Les explications de Knight avaient produit chez Bramwell plus de confusion que d’éclaircissements.
Apparemment, il était un des patients « particuliers » du centre de recherche, le terme de « cobaye » était un peu trop brutal et ne correspondait probablement pas à la réalité. Bramwell ne parvenait à comprendre pourquoi. L’intervention à laquelle il avait été soumis était délicate : elle supposait l’ouverture de la boîte crânienne, mais elle n’était pas particulièrement complexe et n’exigeait pas une technologie d’avant-garde. Et, surtout, Bramwell ne parvenait pas à comprendre pourquoi il n’y avait aucun signe de trépanation.
« Oh ! mais je suis impardonnable ! »  s’écria le docteur Knight, « j’ai oublié que vous aviez faim. Venez, je vais vous offrir un solide petit déjeuner ! »

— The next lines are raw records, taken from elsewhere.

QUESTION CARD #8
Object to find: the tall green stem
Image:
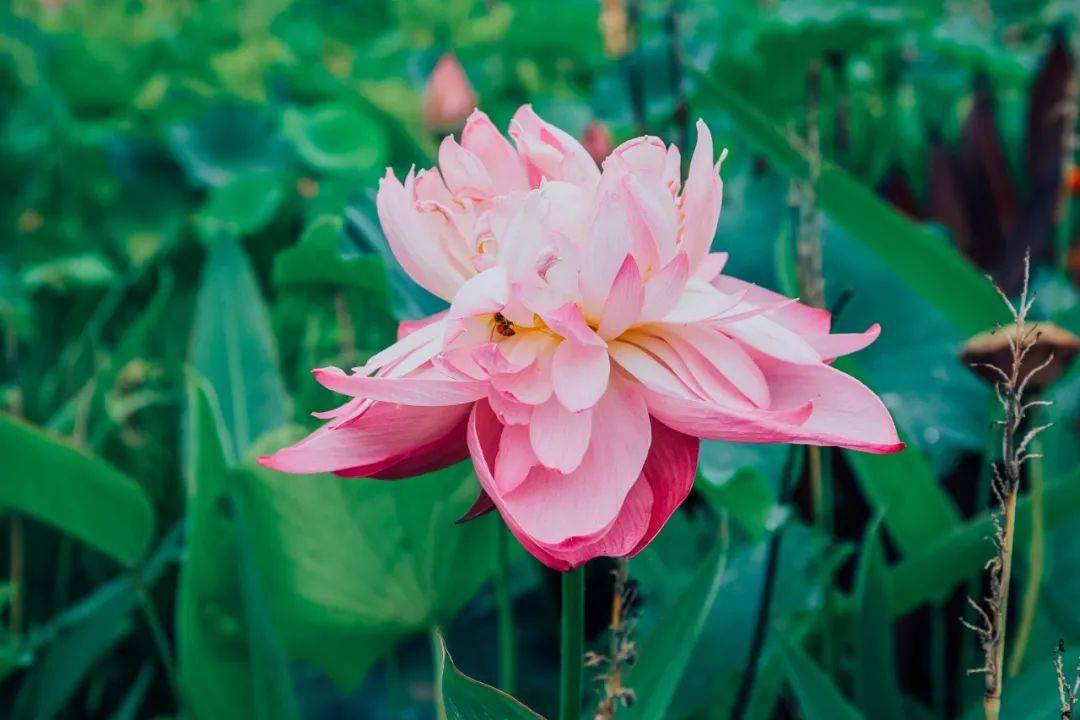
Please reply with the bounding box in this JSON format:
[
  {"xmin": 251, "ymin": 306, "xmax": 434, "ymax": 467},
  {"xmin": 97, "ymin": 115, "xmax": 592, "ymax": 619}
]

Le docteur le conduisit jusqu’à ce qui devait être la cantine du personnel, une grande salle située dans la partie haute de l’édifice. Sur le côté se trouvait une baie panoramique. C’était du genre self service, et, pour le moment, ils étaient seuls.
Bramwell se servit généreusement de lait, de café, de toasts, de beurre.
Il s’assit à une table et se mit à manger. Il avait l’impression de n’avoir jamais goûté quelque chose de plus savoureux, de ne jamais avoir eu autant faim de toute sa vie. Le docteur Knight n’avait rien pris.
« Je pense que vous pouvez m’écouter tout en mangeant », reprit-il.
Bramwell fit signe que oui.
« Je sais qui nous étiez. Excusez-moi, je veux dire : vous êtes une personne cultivée, même si vous n’êtes pas un chercheur, un scientifique. Je pense que vous n’aurez pas beaucoup de difficultés pour me comprendre. Que savez-vous du clonage ? »
« Je sais qu’on en a beaucoup parlé il y a des années, » répondit Bramwell, « puis les recherches ont été abandonnées »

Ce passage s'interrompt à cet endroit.